In the writings about the Warsaw Ghetto, little is made of the some five thousand Christians of Jewish origin, mostly Catholics, who shared this plight. Jewish contemporary observers ignored this small group, or made disparaging comments about them. Afterwards, political factors dominated the writing of histories of these events. Archival sources were unavailable, and survivors were often too intimidated to speak out. So it has been left to Peter [End Page 437] Dembowski, as an eye-witness, to describe the complexity and perils of their lives and deaths in the Warsaw Ghetto.

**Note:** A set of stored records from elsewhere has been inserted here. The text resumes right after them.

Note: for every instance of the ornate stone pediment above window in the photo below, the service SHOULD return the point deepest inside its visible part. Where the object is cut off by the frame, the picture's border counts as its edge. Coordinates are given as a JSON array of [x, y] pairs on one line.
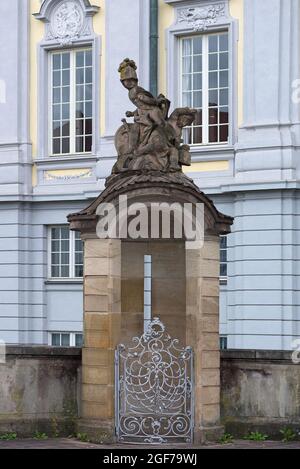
[[66, 20], [200, 15]]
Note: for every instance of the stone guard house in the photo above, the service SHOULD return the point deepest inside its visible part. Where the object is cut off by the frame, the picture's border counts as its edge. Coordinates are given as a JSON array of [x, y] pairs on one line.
[[238, 63]]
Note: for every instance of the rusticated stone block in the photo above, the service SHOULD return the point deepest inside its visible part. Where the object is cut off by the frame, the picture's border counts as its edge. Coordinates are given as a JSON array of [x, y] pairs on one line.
[[96, 375], [96, 321], [210, 395], [96, 303], [96, 339]]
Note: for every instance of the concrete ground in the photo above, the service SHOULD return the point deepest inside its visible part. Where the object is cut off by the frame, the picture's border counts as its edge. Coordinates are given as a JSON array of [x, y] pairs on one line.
[[68, 443]]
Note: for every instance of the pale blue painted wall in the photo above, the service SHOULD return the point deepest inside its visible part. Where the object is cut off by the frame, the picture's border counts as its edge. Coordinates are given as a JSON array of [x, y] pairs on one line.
[[259, 306]]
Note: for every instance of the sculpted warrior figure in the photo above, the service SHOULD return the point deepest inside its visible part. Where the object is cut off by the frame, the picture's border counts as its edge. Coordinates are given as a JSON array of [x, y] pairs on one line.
[[152, 141]]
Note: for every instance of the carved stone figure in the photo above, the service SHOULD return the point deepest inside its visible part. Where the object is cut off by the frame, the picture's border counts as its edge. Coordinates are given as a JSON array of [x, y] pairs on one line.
[[153, 141]]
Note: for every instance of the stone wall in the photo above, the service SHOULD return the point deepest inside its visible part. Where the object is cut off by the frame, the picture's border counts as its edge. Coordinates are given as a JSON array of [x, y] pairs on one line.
[[39, 391]]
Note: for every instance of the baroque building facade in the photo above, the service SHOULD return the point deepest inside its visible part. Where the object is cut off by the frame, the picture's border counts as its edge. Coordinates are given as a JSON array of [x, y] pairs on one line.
[[236, 61]]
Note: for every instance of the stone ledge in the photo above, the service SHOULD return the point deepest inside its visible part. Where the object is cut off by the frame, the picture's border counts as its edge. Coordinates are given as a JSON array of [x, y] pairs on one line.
[[257, 355], [36, 351]]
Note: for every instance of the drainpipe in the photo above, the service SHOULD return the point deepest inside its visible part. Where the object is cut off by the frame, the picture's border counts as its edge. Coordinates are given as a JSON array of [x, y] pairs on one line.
[[154, 47]]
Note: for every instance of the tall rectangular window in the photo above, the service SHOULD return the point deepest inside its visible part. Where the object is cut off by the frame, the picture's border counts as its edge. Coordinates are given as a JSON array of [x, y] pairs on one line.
[[65, 253], [205, 87], [71, 102]]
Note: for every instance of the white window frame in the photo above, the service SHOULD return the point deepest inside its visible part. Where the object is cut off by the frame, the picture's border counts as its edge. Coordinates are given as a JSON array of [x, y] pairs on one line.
[[72, 52], [224, 278], [72, 239], [205, 87], [71, 334]]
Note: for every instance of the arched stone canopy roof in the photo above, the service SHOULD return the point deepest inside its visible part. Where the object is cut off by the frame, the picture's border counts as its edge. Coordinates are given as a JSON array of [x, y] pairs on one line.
[[152, 186]]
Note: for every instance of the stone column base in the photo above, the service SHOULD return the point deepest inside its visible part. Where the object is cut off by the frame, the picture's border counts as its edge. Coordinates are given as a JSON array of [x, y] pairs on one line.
[[204, 435], [97, 431]]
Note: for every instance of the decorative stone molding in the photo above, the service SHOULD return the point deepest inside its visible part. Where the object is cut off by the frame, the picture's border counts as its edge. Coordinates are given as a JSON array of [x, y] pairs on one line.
[[68, 176], [200, 18], [66, 20]]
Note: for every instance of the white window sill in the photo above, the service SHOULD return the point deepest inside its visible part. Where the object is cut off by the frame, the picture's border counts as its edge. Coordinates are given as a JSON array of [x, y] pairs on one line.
[[68, 281]]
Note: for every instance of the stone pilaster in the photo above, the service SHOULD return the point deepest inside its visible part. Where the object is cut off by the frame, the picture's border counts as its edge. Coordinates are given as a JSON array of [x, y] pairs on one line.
[[102, 327], [202, 267]]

These Jewish Christians were a minority within a minority. Most of them had no sense of belonging to the Jewish community, and were only forced to accept this designation when expelled to the ghetto in February, 1941. There they shared the fate of 300,000 full Jews in being murdered in the series of enforced deportations to Treblinka in the summer of 1942. In Dembowski's view the Jewish Christian community ceased to exist in the early stages of the Nazi Aktion.

Within the largely Jewish part of northern Warsaw, there already existed three Catholic parishes: St. Augustine, where the priests lived outside the ghetto, but were later forbidden to enter, and services ceased; All Saints, which was the largest church building in Warsaw, built in an imposing classical style; and the Church of the Nativity, whose courageous priest resided there throughout the ghetto period, refusing to leave and helping Jews where he could. Like many others, these priests did not consider "their" Catholics to be Jews at all, and were shocked by the Nazi decision to include them in the ruthless isolation and persecution.

Since most of the Jewish Christians were educated and assimilated to Polish society, they were often resented as "enemies of Israel" by the Yiddish-speaking majority of full Jews. But Dembowski, who knew many of them personally, takes a more favorable stance. For their part, the Jewish Christians, usually of a higher social class, sought to maintain their former contacts in Polish Catholic society, attended the church services with diligence, and avoided contact with the majority of Yiddish-speakers around them. For those who had lost any contact with their Jewish roots, or had not been aware that they had any, the shock of being thrust into the ghetto was traumatic.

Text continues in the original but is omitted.